Panning and zooming at low cost. In Flash, the main cost of a camera move is in the labor to construct it. The various objects in a scene can move, rotate and scale without significant effect on file size. Camera moves can typically be very expensive in a digital video file because so many pixels change each frame, increasing file size significantly.

Some things are easier in FLV than SWF

Less processing power. Digital video presentations tend to have a narrower range of processor loads than the range of various SWF presentations. In Flash, if many elements are animating at once, if partial transparency is applied to all of them, if they are changing shape, if they cover a large area of the screen, and if MP3 audio is decompressing in the background while a download is simultaneously occurring, then slower processors show the effects of these requests.

More predictable frame rate. Video codecs are time-based animation streams, and most movies drop frames if necessary in order to maintain the desired frame rate. In event-based animation systems such as Flash, typically each frame is guaranteed to display and time is dropped in order to ensure that each frame is seen.

Audio synch is simpler. Because audio is also time-based, it is easier to synchronize in a time-based video player than in an event-based interactive player. More information on this topic is available in What are some ways to synch audio in Flash? (TechNote tn_14108).

Greater detail at lower cost. Captured imagery (video cameras, scanners) or synthetic imagery (3D renderings, photo-processing) often is more economically expressed in a pixel-based video codec. Some codecs display a single bitmap more economically than JPEG, and many codecs can use interframe compression to make a bitmap stream more compressed than it would be as individual images. If you're dealing with much captured imagery, then a video codec typically produces smaller files.

It's easier to scale bitmaps and apply effects in video. In a digital video file, all resampling is done at design time, and so more expensive algorithms can be used than in realtime scaling. Although Flash Player can resize bitmaps, to do so in realtime usually results in some quality degradation and a definite performance hit. (Because Flash files often scale in themselves, it's very common to have bitmap resizing. Scaling up FLV video in Flash Player is possible, but this degrades quality. It is preferable to make multiple FLV files and deliver the appropriate size.)

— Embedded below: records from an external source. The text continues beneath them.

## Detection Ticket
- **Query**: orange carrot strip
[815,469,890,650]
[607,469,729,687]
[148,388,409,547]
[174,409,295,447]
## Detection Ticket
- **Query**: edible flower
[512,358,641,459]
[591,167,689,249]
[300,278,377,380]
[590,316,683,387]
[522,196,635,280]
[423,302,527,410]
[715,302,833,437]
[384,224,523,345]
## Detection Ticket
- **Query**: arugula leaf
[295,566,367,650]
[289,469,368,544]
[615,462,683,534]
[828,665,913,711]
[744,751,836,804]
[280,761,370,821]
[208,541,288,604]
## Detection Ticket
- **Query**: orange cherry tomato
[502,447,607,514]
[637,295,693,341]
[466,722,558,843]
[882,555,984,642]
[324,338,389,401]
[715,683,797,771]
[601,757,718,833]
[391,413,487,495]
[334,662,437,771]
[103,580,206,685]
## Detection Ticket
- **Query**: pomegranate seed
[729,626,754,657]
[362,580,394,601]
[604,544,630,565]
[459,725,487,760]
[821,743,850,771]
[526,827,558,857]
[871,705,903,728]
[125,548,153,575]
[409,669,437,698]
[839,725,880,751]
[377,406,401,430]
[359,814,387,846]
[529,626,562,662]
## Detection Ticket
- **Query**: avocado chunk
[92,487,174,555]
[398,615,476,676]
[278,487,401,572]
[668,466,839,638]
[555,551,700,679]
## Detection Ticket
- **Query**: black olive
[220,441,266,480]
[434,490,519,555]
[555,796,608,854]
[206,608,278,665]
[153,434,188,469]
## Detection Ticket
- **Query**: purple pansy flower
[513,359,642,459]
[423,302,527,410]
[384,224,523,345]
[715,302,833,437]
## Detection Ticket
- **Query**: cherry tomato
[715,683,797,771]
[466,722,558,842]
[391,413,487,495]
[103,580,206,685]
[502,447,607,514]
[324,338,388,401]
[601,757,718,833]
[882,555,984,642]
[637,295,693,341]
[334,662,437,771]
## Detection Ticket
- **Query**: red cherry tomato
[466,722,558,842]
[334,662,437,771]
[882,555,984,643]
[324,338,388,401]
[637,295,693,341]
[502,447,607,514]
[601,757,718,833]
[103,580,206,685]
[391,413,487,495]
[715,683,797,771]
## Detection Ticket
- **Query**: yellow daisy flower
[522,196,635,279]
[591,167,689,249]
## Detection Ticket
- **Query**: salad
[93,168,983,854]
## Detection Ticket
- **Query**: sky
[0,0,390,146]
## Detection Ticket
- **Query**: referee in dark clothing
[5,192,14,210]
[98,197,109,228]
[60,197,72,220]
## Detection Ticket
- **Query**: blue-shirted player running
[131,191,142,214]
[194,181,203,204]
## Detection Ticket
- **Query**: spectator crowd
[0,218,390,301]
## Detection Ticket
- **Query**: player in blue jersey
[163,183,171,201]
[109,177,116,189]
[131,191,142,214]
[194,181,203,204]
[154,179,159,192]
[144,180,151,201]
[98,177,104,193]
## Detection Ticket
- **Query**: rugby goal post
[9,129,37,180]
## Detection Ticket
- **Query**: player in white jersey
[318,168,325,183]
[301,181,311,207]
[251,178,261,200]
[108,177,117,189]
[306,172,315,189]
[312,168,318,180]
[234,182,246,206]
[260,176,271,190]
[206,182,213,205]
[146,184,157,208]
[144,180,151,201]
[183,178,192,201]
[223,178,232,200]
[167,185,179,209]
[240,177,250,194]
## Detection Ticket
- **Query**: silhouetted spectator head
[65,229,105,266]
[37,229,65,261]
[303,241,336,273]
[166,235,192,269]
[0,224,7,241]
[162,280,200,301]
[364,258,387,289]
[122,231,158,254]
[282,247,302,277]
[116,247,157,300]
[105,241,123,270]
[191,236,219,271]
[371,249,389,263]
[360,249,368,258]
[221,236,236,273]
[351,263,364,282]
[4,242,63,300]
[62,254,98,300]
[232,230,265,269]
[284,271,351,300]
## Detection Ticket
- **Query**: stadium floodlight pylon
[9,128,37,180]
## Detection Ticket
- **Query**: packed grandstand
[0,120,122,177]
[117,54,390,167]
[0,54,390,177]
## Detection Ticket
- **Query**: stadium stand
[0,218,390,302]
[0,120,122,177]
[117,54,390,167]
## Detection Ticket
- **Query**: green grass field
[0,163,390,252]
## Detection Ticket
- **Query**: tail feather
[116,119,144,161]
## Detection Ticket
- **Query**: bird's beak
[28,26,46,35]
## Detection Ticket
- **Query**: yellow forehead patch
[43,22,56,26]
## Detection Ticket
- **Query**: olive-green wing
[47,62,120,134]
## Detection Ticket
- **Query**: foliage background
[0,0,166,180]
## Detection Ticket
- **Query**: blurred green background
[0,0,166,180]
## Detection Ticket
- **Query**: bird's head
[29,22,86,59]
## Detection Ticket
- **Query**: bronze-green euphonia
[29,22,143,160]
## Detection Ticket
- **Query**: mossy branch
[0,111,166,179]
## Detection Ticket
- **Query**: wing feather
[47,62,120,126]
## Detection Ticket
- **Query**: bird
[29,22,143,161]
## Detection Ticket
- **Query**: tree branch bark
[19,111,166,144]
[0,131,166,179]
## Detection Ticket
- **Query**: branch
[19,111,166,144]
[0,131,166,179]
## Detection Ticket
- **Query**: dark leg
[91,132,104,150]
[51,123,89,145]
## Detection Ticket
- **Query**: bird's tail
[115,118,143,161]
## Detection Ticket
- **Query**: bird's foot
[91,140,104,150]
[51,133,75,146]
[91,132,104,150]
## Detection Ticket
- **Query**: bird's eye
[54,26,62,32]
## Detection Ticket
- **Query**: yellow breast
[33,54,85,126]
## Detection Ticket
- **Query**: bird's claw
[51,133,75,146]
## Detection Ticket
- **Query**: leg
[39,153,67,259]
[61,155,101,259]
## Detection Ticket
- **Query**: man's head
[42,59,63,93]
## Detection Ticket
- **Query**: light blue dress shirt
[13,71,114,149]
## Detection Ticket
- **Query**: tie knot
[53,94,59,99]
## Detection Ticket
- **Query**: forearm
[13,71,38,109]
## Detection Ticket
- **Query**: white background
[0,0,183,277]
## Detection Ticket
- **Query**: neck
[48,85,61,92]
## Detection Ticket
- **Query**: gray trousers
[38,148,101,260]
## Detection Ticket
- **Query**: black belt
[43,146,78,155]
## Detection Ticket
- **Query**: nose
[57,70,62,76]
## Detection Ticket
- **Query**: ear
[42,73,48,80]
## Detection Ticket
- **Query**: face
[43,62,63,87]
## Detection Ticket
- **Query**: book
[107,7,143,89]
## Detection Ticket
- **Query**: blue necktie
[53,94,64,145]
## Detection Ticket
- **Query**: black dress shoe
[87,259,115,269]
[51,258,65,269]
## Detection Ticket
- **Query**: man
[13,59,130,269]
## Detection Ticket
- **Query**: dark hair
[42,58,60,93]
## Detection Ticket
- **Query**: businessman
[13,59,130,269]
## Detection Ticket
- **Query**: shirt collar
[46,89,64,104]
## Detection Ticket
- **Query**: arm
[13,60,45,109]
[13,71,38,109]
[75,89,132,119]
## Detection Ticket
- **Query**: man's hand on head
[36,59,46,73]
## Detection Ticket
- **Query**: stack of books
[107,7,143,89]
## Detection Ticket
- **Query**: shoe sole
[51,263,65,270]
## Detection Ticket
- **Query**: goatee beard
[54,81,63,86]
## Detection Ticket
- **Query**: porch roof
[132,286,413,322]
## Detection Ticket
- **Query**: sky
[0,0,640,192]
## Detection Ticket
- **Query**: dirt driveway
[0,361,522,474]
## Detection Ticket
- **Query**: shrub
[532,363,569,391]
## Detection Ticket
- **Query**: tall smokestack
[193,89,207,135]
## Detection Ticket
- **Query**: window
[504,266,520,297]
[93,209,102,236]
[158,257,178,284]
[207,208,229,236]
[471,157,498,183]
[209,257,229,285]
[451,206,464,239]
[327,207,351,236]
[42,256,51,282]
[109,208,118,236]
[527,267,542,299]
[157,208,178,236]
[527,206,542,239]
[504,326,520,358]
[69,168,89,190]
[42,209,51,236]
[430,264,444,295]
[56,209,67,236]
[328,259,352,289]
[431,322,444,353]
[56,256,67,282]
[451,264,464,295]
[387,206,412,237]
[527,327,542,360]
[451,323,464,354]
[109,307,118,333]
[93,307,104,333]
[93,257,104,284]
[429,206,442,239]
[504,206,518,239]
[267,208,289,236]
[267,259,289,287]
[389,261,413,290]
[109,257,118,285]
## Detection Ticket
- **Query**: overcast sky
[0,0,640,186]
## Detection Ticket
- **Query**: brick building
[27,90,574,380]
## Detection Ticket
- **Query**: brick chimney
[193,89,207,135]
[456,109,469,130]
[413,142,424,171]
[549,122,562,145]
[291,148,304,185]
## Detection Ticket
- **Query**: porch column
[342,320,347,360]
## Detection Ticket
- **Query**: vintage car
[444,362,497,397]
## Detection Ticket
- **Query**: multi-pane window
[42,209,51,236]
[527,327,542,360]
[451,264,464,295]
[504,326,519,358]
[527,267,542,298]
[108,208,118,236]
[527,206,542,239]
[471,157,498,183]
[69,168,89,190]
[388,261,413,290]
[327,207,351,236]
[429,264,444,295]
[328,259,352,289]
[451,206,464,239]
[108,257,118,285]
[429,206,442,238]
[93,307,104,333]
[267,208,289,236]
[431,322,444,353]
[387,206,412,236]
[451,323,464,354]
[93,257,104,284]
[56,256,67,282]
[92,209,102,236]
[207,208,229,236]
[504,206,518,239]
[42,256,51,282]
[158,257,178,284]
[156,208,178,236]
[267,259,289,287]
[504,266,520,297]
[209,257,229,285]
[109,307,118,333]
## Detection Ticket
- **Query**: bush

Some differences between SWF and FLV

Flash Player renders curves to pixels in realtime. Flash realtime rendering is closer to a VRML or other realtime 3D engine than to a video player. A video player receives descriptions of pixels and decompresses these descriptions to screen. Flash receives descriptions of curves and converts them to pixels on screen.

Transitions are handled differently. Assuming that the art is already downloaded, then a jump cut in Flash is essentially free. However, in FLV, a transition such as a cut requires all pixels to change and be recalculated. Wipes, pushes, and slides can be accomplished in Flash without a significant impact on file size. Even straight cross-fades can be done by animating opacity in Flash (although it's rare to change the alpha of many objects simultaneously and can be processor intensive).

Pixel-based transitions, such as pixel dissolves, are generally difficult or impossible in Flash because of the vector nature of Flash sprites. However, these are very commonly pre-rendered in an FLV.

Timelines may differ among applications. The Flash timeline is similar to that used in cel animation. In traditional cel animation, any number of objects can be painted onto one celluloid layer. A single cel layer can also cycle through various pieces of art, as for a walk cycle. Motion is a property of the cel layer itself: if the walk cycle moves across the screen, then pegs are used to move the whole layer.

The Flash timeline is more similar to a traditional animation system than to a video editor or a 3D animation tool. You can use as many layers as you wish and put many things on each layer, and motion is applied to a layer rather than to an object on that layer.